Nothing like a little public shaming to get a politician running for higher office to move on an issue! After the Urban Justice Center's Street Vendor Project had City Council Speaker Christine Quinn's face plastered on vendor vehicles across the city asking her for help reducing the heavy fines the city has been imposing on street vendors in recent years, the speaker finally relented. This morning she tweeted that more than two years after they were first introduced, two bills easing the burden on vendors would soon be brought to a vote by the City Council and would, in her words, "pass." Yay? Not so fast, says our billionaire mayor from Boston!
Before we get to Hizzoner's Quinn-block, here's Quinn's announcement of an impending vote:
.@nyccouncil will pass bills to cap vendor fines @ $500 & prohibit vending nr hosps, taxi stands & 20 feet of res bldg exits cc@vendorpower
— Christine C. Quinn (@ChrisCQuinn) February 21, 2013
As you can imagine, street vendors were very happy to hear the news that they might soon no longer be threatened by needlessly expensive "1,000 fines for things like being inches too close to a doorway or having a vending license in their pocket instead of around their necks, fines many say they simply can't pay "This is a great news for all vendors," said Aziz Rahmat, who sells coffee and donuts from a cart on 31st Street and Seventh Avenue. "Thanks to Speaker Quinn for moving this forward."

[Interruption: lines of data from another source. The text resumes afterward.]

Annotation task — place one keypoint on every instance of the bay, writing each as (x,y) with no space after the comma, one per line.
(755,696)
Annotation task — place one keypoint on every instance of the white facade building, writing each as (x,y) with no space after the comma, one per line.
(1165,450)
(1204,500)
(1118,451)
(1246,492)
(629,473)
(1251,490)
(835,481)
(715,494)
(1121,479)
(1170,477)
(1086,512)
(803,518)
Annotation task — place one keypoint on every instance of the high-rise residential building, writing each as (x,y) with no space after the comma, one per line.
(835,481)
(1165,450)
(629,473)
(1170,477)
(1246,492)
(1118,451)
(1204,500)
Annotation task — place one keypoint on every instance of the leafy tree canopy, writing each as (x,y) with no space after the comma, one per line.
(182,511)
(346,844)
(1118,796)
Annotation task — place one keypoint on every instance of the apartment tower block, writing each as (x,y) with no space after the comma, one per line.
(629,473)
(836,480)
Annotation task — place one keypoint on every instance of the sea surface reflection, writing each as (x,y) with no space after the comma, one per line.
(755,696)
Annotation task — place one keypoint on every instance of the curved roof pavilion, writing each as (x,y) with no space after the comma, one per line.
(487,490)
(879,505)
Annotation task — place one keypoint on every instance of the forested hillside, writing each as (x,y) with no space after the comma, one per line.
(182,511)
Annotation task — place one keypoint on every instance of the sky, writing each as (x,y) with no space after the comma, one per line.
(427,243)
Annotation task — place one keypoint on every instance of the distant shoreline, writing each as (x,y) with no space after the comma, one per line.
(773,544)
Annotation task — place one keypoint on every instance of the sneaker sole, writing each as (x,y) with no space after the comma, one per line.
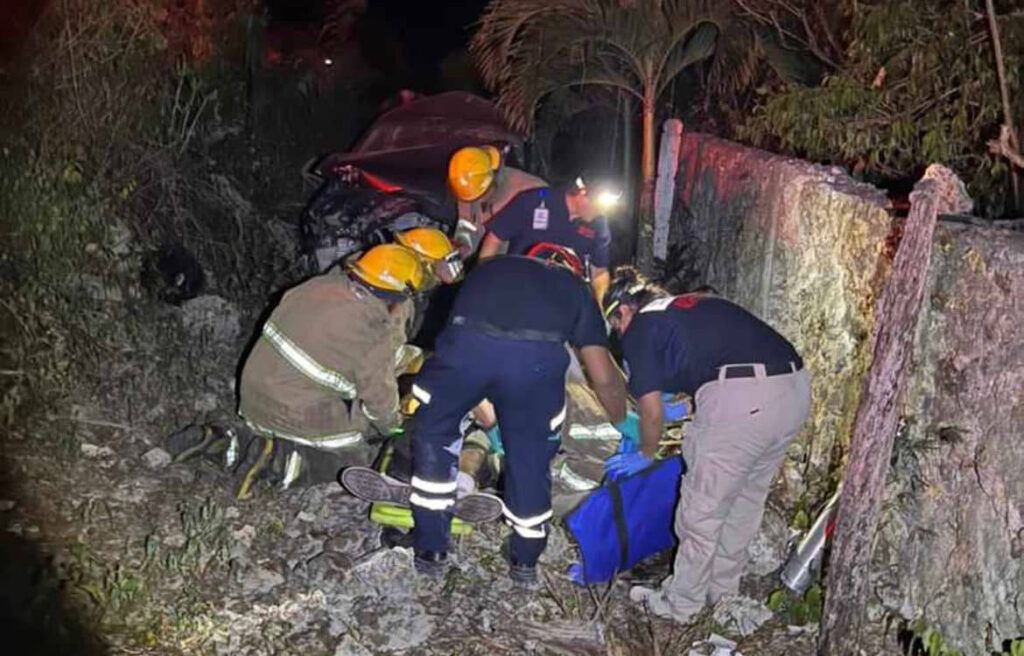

But before Rahmat and other street vendors could start toasting their cuppas, Mayor Michael Bloomberg decided to rain on their parade. At a press conference today to unveil the city's first mobile food truck powered by compressed natural gas (more on that later!) the mayor was asked about Quinn's announcement:
Bloomberg: "Reducing the fines (on vendors) is one of the stupidest things I've heard." Says he'll veto Quinn bill.
— Tina Moore (@NYDNTinaMoore) February 21, 2013
While this isn't too surprising—Bloomberg has already budgeted for a squad of attack attorneys to collect unpaid fines from vendors—it certainly is depressing. We understand that Quinn and Bloomberg need to publicly distance themselves as the speaker shoots to replace the billionaire as Mayor, but it is unfortunate that hard working New Yorkers who spend their days working outside in the cold have to be the collateral damage.
Still, those fighting for the vendors aren't giving up hope. "Mayor Bloomberg has made it clear throughout his term how he feels about street vendors and other working people," Sean Basinsk, Director of the Street Vendor Project at the Urban Justice Center, tells us. "We're happy to see that Speaker Quinn supports small businesses and immigrant New Yorkers. We expect to have the full support of City Council."
If the bill passes and is vetoed by Bloomberg, perhaps it is about time his mug gets plastered around town?